= Agenția de presă RADOR =

Agenția de Presă RADOR is the largest press monitoring center in Romania, established in 1990. RADOR editors monitor news published in Romanian and in other 15 foreign languages: from audiovisual media – 57 radio and TV stations, from the written media – 150 newspapers and news agencies on all continents.

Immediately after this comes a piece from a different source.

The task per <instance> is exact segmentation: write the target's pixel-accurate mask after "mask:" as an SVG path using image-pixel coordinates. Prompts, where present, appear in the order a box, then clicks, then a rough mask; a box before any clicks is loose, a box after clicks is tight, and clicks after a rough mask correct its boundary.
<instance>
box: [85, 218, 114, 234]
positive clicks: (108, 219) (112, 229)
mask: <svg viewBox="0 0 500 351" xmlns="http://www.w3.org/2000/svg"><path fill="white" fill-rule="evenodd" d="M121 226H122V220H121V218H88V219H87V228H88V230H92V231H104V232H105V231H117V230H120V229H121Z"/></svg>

RADOR publishes news, interviews, analyses and comments grouped in specialised feeds on politics, economy, science, as well as specialised bulletins: "România văzută din străinătate" (Romania Seen From Abroad), "Români de pretutindeni" (Romanians From Everywhere), "Revista presei internaționale" (International Press Summary), "Economia mondială" (World Economy), "Economia românească" (Romanian Economy), "Cei 27 pentru Europa" (27 for Europe), "Balcanii și Marea Neagră" (The Balkans and The Black Sea), "Universul Științei" (The Universe of Science). RADOR also maintains a website.

== History ==
Agenția de presă RADOR was founded on June 16, 1921, replacing the first national news agency, disbanded in 1916 when Romania entered World War I. RADOR was the only Romanian large national news agency in the interwar period. During that time, the "RADOR" name was derived from "Radio Orient"; nowadays, "RADOR" means "Radio Observator".

Apart from its press monitoring service, RADOR also encompasses the "Dimitrie Gusti" Documentation Center, that creates daily, weekly, and quarterly calendars of events, and the RADOR Library, an important documentation source for all Radio Romania departments. The library has about 55,000 volumes, including rare books and princeps editions.